Feed this to Kitty, not that

Feed this to Kitty, not that

Choosing a healthy cat food can feel overwhelming, especially when you look at the ocean of brands, formulations, and flavors. Before choosing a food, you must first identify the stage of your cat’s life.

“Cats have different nutritional needs based on where they are in their growth and life cycle,” said Johnna Devereaux, clinical animal nutritionist and owner of Fetch RI in Richmond, Rhode Island. “Feeding a cat to meet these needs is important to their vitality and helps them achieve good health.”

Kittens younger than 1 year of age should eat kitten food (called growth) or food marked for “all stages of life”. Adult cats over 1 year of age should consume adult food (called maintenance) or an all-life diet. Cats 11-14 are considered older, and cats 15+ are considered geriatric. Older and geriatric cats can eat maintenance or all life cycle foods, but they can benefit from a diet formulated for older cats.

Regardless of your cat’s age, they will benefit from these important feeding and prohibitions.

Choose a complete and balanced cat food

The most important thing to do when choosing a cat food is to look on the label for a statement stating that the food meets the standards set by the Association of American Feed Control Officials (AAFCO) that state it The cat’s life phase: growth (kittens and pregnant or nursing queens), maintenance (adult cats) or all phases of life (every cat from kitten to geriatric).

Choose a food for your cat’s life cycle

“An animal’s nutritional needs vary depending on the stage of life,” says Dr. Jennifer A. Larsen, professor of clinical nutrition in the UC Davis School of Veterinary Medicine. “Very young kittens usually need a higher energy diet so they don’t need to eat less bulk, while older cats are predisposed to obesity and usually do better on fewer calorie diets.”

DO NOT feed your kitten adult cat food

Kittens should not eat adult cat food. “Adult cats can eat Kit-Ten foods as long as they tolerate the higher calorie density and don’t gain unwanted weight. However, kittens shouldn’t eat adult-only food because it doesn’t meet their needs,” says Dr. Larsen. It is generally safe to feed your adult cat’s kitten food when needed, but the kitten food contains more calories so it can result in unwanted weight gain.

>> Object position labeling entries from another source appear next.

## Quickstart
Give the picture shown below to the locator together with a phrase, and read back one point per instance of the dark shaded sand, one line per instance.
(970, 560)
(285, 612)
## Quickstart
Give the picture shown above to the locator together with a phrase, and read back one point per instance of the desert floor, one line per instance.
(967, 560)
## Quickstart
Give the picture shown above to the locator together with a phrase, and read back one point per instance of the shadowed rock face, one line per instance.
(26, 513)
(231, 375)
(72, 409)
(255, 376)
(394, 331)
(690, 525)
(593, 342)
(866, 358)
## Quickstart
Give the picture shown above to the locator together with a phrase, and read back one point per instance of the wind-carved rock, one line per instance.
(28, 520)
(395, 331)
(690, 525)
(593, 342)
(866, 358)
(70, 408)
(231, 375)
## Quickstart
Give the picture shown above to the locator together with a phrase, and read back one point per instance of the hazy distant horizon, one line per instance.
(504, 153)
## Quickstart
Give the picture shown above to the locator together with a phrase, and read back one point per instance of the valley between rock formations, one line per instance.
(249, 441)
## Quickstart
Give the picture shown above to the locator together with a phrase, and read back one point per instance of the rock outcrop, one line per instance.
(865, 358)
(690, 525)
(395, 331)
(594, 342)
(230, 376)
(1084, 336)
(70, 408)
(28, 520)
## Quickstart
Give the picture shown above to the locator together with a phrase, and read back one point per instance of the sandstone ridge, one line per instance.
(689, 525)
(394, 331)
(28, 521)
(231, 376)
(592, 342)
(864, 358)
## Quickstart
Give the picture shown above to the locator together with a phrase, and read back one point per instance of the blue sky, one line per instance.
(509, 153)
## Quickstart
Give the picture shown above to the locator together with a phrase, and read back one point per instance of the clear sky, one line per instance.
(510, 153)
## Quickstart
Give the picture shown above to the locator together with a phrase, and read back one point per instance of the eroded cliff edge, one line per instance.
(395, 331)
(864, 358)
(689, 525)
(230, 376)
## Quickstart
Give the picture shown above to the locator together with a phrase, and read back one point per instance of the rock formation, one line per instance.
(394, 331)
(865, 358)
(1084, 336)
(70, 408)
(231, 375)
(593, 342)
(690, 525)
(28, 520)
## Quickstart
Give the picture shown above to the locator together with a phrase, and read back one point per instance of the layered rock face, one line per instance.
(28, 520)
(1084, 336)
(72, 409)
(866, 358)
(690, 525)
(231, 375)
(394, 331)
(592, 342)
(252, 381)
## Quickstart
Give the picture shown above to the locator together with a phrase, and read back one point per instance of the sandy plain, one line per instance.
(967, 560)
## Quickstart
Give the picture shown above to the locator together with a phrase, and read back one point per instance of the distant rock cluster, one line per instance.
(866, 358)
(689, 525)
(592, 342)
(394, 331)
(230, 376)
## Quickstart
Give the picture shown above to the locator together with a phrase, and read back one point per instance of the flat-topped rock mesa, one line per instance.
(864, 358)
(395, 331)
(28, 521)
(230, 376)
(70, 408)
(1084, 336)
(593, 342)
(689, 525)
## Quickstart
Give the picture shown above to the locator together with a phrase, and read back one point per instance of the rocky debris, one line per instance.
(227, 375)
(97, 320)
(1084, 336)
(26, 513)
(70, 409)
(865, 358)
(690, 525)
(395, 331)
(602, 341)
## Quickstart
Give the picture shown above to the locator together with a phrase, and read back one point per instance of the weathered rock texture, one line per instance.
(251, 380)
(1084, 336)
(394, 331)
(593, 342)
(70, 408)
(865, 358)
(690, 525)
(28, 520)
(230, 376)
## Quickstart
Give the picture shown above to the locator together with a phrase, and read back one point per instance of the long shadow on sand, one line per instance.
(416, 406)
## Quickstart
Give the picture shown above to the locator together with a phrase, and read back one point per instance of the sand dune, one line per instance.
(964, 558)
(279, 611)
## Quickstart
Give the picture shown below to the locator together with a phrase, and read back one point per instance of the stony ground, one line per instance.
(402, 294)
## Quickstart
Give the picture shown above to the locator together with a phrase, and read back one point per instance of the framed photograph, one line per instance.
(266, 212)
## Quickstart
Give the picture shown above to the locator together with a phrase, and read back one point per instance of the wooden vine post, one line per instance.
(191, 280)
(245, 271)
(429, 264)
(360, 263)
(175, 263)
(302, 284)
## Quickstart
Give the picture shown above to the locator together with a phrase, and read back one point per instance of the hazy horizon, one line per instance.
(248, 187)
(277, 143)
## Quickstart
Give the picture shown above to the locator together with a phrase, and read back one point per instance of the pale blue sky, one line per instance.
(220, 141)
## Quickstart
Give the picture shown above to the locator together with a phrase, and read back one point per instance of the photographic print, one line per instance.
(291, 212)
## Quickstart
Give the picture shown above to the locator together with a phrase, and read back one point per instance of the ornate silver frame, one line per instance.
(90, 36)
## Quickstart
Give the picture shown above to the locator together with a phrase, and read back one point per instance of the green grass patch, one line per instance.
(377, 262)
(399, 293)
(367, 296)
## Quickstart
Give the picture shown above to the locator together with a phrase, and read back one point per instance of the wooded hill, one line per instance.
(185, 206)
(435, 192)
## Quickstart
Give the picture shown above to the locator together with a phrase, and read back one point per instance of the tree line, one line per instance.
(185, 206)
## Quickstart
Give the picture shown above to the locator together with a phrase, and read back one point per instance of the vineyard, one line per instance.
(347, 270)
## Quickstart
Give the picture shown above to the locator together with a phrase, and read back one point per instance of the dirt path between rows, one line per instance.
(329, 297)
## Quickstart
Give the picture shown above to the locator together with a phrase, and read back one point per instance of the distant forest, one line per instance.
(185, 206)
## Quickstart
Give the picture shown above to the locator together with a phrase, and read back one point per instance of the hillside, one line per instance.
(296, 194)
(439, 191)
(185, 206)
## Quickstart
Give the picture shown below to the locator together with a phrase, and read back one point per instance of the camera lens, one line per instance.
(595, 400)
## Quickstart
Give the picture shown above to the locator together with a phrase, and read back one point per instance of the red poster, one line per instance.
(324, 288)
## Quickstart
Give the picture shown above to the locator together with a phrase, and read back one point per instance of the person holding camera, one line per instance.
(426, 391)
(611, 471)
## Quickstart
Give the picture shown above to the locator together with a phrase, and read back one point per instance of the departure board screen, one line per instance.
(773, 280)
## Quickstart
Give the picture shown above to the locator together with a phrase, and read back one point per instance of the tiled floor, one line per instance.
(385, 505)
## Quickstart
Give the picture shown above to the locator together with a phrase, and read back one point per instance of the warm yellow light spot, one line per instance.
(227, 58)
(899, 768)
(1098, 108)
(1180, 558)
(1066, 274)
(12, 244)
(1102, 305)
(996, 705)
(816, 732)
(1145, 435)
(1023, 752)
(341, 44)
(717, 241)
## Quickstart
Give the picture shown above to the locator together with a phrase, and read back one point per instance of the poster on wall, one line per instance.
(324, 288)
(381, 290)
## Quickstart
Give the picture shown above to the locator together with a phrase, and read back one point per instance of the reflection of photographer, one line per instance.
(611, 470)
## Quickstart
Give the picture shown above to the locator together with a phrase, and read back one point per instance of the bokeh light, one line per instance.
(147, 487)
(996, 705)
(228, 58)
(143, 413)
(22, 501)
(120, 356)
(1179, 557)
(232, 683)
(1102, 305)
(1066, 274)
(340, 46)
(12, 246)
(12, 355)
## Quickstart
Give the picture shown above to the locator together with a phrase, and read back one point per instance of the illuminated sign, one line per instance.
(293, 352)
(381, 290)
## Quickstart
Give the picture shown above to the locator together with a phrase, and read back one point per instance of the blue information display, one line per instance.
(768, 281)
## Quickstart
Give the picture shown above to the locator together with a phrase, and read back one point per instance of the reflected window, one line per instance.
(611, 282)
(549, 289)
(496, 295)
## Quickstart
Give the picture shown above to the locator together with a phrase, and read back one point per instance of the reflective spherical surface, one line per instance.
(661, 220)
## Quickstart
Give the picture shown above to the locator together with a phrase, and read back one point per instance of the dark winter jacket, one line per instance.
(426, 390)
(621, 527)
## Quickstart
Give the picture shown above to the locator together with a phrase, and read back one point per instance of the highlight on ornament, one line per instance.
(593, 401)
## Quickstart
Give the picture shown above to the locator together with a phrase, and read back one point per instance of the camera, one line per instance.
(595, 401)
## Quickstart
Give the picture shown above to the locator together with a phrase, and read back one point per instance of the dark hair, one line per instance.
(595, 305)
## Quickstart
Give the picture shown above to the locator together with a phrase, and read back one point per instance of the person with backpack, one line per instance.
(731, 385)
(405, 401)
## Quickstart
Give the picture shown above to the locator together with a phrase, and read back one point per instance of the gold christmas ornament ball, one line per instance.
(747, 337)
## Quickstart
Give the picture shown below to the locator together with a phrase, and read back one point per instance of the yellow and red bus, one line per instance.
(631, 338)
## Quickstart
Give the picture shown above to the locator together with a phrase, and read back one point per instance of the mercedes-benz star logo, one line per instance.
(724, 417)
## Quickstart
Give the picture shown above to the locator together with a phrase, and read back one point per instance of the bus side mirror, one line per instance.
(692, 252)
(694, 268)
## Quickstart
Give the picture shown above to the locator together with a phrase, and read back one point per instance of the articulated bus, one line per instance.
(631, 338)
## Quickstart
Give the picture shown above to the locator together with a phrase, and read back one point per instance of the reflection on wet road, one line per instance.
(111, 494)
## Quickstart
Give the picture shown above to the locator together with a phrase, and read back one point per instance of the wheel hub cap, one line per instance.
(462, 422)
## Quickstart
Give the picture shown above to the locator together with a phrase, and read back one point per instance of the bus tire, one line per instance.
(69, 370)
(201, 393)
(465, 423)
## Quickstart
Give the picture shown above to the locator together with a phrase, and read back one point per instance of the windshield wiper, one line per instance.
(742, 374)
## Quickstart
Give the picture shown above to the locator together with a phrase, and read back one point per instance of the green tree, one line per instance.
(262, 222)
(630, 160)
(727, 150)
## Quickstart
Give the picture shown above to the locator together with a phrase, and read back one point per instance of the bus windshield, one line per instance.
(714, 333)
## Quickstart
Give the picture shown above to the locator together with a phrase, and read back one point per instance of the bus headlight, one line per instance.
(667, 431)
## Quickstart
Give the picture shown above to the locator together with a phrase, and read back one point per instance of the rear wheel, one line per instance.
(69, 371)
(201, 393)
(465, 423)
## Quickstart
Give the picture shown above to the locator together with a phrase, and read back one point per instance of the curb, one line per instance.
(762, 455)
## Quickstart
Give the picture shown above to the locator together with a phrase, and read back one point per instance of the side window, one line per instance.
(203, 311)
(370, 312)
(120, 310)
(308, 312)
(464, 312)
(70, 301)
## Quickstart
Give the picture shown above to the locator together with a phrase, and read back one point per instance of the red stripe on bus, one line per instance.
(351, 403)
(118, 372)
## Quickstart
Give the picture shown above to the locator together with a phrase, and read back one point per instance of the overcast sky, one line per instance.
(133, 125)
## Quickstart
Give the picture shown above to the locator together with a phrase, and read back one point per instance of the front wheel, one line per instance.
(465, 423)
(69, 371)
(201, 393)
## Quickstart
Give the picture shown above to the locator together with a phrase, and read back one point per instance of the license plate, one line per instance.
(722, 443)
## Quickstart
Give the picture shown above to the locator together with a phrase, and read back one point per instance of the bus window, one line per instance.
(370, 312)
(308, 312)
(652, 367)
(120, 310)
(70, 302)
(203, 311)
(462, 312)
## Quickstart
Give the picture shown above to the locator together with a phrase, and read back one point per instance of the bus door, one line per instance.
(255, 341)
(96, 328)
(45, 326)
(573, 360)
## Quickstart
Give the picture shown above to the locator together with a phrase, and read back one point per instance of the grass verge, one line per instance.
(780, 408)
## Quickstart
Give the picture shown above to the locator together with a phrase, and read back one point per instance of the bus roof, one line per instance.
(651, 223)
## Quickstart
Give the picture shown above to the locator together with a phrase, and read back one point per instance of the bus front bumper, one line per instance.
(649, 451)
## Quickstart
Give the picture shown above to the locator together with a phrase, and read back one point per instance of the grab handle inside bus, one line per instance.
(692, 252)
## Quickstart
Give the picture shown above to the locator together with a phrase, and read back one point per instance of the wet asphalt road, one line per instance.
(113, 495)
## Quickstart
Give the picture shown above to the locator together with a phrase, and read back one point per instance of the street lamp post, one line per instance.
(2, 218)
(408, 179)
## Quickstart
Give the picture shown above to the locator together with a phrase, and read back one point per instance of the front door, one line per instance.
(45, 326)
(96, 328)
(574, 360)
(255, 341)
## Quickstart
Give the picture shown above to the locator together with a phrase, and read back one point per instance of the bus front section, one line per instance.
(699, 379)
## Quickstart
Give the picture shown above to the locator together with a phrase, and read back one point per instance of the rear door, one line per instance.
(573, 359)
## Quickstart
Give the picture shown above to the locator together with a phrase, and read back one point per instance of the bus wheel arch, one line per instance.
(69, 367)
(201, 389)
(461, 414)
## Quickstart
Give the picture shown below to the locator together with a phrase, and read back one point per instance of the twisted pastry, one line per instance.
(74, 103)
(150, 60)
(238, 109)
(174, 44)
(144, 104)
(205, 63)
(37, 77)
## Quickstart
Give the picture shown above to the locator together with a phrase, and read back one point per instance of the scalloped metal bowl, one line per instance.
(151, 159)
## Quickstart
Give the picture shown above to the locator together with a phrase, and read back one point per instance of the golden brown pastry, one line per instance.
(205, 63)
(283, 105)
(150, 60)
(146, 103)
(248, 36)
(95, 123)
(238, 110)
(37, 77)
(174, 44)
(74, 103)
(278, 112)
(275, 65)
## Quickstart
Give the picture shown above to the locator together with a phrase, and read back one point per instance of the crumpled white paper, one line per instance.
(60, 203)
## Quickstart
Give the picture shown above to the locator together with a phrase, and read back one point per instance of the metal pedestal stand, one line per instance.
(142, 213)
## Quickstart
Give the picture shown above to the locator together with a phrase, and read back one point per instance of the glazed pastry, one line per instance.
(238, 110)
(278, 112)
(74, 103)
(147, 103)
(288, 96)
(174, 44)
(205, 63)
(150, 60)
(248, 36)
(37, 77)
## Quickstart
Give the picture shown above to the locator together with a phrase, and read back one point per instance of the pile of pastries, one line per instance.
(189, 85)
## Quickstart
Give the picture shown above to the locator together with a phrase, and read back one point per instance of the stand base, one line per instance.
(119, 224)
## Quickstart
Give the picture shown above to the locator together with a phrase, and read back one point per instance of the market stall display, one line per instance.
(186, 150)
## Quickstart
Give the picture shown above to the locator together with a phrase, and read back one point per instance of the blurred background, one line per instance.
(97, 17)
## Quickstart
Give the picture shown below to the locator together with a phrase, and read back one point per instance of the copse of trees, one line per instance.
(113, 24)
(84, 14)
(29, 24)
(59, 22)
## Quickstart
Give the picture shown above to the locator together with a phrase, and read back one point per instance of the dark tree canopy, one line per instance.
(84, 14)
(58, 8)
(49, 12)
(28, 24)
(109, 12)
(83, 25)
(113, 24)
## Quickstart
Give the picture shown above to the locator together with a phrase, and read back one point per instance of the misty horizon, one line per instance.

Offer different foods and textures to kittens

Kittens develop strong food preferences early in life. “Cats fed a variety of foods are more likely to try something new when presented,” says Johnna. “It’s a good idea to make sure your cat accepts a variety of nibble flavors and shapes, as well as a variety of canned foods, including loaf or pie types, chunks in sauce, etc.”

count calories

If cats eat too many calories, they run the risk of becoming overweight or even obese. Talk to your veterinarian about how many calories your cat needs.

“The number of calories a cat needs each day depends on a variety of factors, including age, activity level, whether they are firm or intact, and their body condition,” says Johnna. “Calorie calculators are available online and can be used as a starting point. However, emphasis should also be placed on how your cat’s body reacts to the calories it consumes.”

Choose the right diet for your older cat

Your elderly or geriatric cat can benefit from a special diet. So talk to your veterinarian about your cat’s individual needs. “Consideration of the individual is warranted as we age because some cats are overweight while others are too thin and there may be underlying conditions we can address (like arthritis),” says Dr. Larsen.

There is no AAFCO nutrient profile for older cats. Therefore, diets labeled for older cats may not provide a similar diet.

“The senior diet category is broad and has no particular characteristics,” says Dr. Larsen, one of the authors of a recently published study on senior diets.

According to Dr. Larsen has long known that cats with kidney disease need a decrease in phosphorus intake, but healthy cats, young and old, can also develop kidney damage from eating too much phosphorus. “For seniors, and indeed all cats, there is evidence that diets high in phosphorus can damage the kidneys,” she says.

Jackie Brown is a Southern California freelance writer specializing in the pet industry. Contact her at jackiebrownwriter.wordpress.com.